Öğrencilerden biri eklem ağrıları nedeniyle kısa süre içinde geri döndü ancak geri kalan herkes yola devam etti. Bilmedikleri şey ise bir daha asla eve dönemeyecek olduklarıydı...
Günümüzde Dyatlov Geçidi vakası olarak bilinen bu olay, 60 yıl boyunca çeşitli komplo teorilerine konu oldu. Yedisi erkek ikisi kadın dokuz dağcının ölümünü, Sovyetlerin askeri deneyleriyle, Yetilerle hatta uzaylıların müdahalesiyle açıklayanlar oldu. Ancak gerçekler bilim insanlarının titiz çalışmaları sayesinde ortaya çıktı.
ÇADIRLARI TAMAMEN KARA GÖMÜLMÜŞTÜ
Olaya dönersek... Sonradan bulunan fotoğraf makinelerindeki karelere ve kişisel günlüklerinde yazılanlara bakılırsa dağcılar, 1 Şubat gününü sağ salim tamamlamayı başardı ve bölgede yaşayan Mansilerin dilinde "ölü dağ" ya da "sessiz zirve" anlamına gelen Kholat Syakhl'ın karlı yamaçlarına büyük bir çadır kurdu.
Kampçıların planlanan tarihte varış noktasına ulaşamamış olması ailelerinde ve arkadaşlarında endişe uyandırdı. Bunun üzerine dağcıları aramak için Kholat Syakhl'a bir ekip gönderildi. Ekip kampın kurulduğu noktaya ulaştığında kafilenin çadırının kara neredeyse tamamen gömülmüş halde olduğunu gördü. Üstelik çadır içeriden dışarı kesilerek açılmış gibiydi.
Bir sonraki gün, kafile üyelerinin bazılarının cansız bedenleri bir sedir ağacı yakınlarında bulundu.
Sonraki aylarda karlar eridikçe, tüyler ürperten gerçek de yavaş yavaş ortaya çıkmaya başladı. Ekip üyelerinin cesetleri yamacın dört bir yanına dağılmıştı. Bazılarının üzerinde giysileri yoktu. Bazılarının kafatasları ve kaburgaları parçalanıp açılmıştı. Bazılarının gözleri, bir tanesinin ise dili yerinde değildi.
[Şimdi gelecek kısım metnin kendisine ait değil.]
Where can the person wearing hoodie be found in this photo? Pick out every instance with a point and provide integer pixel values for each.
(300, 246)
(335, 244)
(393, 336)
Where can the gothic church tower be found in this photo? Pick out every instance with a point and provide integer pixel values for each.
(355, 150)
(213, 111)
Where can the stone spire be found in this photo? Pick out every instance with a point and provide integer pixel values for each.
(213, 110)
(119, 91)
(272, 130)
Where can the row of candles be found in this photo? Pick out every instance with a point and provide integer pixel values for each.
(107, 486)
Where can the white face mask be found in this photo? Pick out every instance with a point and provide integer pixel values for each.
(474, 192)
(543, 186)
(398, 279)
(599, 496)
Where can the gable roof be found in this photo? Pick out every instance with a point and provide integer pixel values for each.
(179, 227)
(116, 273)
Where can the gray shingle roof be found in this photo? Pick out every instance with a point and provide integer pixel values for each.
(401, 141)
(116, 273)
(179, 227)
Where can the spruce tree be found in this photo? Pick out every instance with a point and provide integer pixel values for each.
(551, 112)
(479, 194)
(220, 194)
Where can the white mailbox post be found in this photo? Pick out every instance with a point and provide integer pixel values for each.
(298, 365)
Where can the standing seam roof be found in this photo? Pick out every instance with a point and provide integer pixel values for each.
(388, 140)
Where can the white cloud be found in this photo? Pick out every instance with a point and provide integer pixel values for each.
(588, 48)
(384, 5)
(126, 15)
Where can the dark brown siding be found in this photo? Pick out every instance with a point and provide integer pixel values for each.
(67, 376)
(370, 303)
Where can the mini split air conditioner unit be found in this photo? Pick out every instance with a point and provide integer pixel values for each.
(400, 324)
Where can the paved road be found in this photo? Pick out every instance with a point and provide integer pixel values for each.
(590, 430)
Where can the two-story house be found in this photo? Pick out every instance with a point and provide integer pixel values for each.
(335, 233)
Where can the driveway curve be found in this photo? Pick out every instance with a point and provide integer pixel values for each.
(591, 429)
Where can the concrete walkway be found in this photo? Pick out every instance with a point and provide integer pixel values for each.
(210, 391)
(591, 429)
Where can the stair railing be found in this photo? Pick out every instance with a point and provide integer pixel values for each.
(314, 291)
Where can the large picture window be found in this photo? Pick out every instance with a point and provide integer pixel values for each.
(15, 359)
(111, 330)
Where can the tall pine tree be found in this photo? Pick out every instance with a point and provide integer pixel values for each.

Sovyet müfettişler 26 Şubat günü çadırı bu halde buldu (Kaynak: Wikipedia By Anonymous / Soviet investigators - "Mysterious Deaths of 9 Skiers Still Unresolved", Public Domain, https://commons.wikimedia.org/w/index.php?curid=11703788)
GİZEM KOMPLO TEORİLERİNİ TETİKLEDİ
Cesetlerin her biri korkunç bir yapbozun parçaları gibiydi ancak hiçbir parça diğerine uymuyordu. O yıllarda yapılan soruşturmada, dağcıların ölüm nedeninin "bilinmeyen bir doğal güç" olduğu sonucuna varıldı ve dosya kapandı.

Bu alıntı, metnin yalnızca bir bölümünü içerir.